難民認定を受けると、日本での権利と義務のもとに暮らしていくことが認められます。

しかし、その過程で彼らにとって大きな壁になるのが「日本語の習得」です。
私たちは、日本語ができないことで困難に直面している難民の方々を目の当たりにしてきました。

日本語ができないから仕事が見つからない

多くの日本企業では、外国人の求職者に高い日本語能力を求めます。大学教授や政府職員などの高度専門人材として祖国で働いていた方でも、日本においては仕事が見つからず困窮している実態があります。

スーパー、病院、市役所などで生活に必要な日本語が話せない

日本語への不安から、体調が悪くても病院に行くことをためらう方。
日本人社会でつながりが築けず、孤独感の中で生活する方。
そんな難民の方々が日本に存在しています。

この状況を自力で打開しようにも、彼らが日本語を学ぶ環境は極めて限定的です。着の身着のままで逃れてきた方も多く、日本語学校の受講料を支払う余力がないことほとんどです。また、政府の委託期間が提供する日本語教育事業は認定基準が高く、提供期間も十分ではありません。

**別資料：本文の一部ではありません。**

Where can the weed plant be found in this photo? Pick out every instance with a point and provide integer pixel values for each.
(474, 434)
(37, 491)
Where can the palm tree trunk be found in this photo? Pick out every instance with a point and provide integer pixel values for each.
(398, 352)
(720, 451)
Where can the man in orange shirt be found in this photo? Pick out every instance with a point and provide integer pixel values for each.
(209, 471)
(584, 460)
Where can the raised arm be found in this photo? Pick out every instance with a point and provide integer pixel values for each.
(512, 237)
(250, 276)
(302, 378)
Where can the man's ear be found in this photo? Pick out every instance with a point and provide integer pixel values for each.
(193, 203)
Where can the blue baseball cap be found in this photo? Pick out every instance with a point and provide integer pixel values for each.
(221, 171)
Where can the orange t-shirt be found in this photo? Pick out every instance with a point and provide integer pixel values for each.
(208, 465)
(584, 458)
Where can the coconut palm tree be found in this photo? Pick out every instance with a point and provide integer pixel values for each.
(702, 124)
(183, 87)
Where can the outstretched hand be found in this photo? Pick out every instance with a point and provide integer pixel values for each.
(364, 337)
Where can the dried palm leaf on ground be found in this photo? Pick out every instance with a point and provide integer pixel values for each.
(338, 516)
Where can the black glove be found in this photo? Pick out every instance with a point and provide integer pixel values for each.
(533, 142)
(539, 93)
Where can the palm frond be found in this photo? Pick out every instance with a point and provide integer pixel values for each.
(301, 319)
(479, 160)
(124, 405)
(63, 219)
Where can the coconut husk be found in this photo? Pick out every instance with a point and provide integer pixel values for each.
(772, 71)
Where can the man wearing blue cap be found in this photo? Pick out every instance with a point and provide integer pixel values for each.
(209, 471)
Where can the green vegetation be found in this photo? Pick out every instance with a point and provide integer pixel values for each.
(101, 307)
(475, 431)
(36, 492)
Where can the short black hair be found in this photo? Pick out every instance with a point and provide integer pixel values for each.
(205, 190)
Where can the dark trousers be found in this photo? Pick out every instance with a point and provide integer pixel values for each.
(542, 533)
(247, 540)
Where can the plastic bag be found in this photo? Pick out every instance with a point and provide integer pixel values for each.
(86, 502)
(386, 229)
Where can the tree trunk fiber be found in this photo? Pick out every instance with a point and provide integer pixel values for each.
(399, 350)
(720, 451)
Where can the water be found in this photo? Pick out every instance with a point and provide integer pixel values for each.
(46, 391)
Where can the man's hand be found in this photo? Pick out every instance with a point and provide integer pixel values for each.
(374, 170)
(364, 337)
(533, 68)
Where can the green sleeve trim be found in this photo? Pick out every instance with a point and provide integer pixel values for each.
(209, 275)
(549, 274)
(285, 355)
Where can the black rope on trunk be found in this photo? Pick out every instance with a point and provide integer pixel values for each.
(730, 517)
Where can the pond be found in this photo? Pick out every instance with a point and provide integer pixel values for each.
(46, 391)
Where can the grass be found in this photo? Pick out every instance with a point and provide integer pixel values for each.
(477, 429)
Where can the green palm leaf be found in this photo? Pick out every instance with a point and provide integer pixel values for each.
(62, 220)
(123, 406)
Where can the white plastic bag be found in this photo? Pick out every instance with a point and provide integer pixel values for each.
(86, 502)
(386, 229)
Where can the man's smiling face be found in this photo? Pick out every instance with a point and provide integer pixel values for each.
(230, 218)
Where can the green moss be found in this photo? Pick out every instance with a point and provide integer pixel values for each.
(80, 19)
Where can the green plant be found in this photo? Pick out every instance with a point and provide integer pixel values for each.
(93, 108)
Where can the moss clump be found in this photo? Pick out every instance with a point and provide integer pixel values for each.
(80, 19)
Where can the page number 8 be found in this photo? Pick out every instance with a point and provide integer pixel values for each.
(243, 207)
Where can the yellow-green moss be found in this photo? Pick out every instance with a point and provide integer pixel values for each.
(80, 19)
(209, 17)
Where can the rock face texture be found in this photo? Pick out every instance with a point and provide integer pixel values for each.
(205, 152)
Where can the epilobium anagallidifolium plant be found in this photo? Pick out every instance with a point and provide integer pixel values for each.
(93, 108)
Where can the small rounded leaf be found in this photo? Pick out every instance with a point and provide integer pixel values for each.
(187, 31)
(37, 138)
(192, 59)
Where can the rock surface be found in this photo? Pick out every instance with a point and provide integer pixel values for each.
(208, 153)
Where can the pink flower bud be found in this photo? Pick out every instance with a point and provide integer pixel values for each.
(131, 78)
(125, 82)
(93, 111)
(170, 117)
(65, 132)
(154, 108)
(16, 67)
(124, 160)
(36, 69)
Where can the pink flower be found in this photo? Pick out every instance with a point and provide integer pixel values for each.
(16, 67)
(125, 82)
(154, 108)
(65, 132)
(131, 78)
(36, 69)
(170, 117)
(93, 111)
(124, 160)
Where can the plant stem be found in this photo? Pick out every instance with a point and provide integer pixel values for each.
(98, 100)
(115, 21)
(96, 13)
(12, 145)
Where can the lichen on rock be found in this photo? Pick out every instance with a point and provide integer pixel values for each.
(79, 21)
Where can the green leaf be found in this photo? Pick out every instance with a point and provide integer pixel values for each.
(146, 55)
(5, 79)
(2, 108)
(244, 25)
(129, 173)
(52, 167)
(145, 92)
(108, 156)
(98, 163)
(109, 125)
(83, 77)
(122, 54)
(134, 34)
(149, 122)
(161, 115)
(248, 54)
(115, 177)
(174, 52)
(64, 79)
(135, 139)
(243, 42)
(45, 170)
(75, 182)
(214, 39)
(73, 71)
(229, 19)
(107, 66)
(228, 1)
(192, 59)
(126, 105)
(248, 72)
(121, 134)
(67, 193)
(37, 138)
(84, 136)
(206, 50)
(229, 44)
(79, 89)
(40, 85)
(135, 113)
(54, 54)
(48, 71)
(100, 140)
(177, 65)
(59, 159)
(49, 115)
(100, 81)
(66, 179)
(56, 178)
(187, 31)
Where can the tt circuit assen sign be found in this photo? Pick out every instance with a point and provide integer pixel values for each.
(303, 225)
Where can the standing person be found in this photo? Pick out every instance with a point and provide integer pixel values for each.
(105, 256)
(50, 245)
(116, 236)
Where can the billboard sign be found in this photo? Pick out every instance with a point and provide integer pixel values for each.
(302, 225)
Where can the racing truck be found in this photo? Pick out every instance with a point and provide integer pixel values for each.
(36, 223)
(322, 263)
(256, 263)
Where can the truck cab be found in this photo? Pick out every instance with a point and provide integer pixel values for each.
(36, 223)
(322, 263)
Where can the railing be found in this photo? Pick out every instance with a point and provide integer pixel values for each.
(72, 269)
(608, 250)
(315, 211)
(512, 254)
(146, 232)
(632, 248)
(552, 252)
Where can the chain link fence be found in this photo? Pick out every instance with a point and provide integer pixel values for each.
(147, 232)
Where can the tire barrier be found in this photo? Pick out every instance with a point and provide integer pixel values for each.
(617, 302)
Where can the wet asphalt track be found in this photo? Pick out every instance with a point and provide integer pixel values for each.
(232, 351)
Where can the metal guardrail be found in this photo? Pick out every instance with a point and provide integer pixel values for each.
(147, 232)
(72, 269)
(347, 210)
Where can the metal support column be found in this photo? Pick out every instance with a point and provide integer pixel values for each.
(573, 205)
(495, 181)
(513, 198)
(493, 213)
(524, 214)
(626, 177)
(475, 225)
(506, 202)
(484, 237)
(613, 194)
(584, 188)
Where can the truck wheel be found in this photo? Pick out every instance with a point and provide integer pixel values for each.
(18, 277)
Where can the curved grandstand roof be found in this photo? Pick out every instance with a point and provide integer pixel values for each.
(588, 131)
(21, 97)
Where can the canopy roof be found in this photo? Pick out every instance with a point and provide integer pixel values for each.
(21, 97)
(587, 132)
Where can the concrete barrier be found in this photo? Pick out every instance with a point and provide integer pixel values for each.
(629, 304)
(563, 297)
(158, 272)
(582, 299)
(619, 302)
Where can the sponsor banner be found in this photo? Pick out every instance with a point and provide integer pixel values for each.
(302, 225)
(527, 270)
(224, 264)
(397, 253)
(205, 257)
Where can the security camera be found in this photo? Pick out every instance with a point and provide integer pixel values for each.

NGOなどが日本語教育の機会を提供していますが、資金も人手も不足しており、需要に応えきれていません。

また、こうした事業を通じて提供される日本語学習は、録音された授業を聞くようなプログラムが多く、私たちが支援する難民の方からは、わからない部分を質問できず、理解が進まないとの声もありました。




日本国における難民受け入れ

2016年リオデジャネイロオリンピックで「難民選手団」が登場し、様々な出自の方が集まってチームを結成していたことを覚えていらっしゃる方もいるかもしれません。

難民とは、「政治的な迫害のほか、武力紛争や人権侵害などを逃れるために国境を越えて他国に庇護を求めた人々のこと」を指します。本当はずっと暮らしていたかった生まれ故郷を自分の意志に反して、離れなければならなかった方々であり、想像を絶するような経験をし、命からがら逃げてきた方々です。

日本国の難民受け入れは、1981年に難民条約に加盟し、インドシナ難民を受け入れたことから始まります。その後、条約難民やミャンマーからの難民などを受け入れてきました。2016年11月からは国連難民高等弁務官事務所 (UNHCR)を通してシリア難民を留学生として日本国内の大学に受け入れています。

日本で暮らしていると「難民=どこか遠い国での出来事」のように感じるかもしれません。
しかし、実際には多くの難民の方々が日本で暮らしています。


図1は、平成30年の日本における難民認定者数です。合計すると1万5千人近くです。これは日本国内の小さな町や村と同じ水準です。

図2は平成30年の日本における難民認定率を表しています。日本では難民認定を受けるのが非常に難しいため、申請してから認定されるまでにかかる期間も長期にわたります。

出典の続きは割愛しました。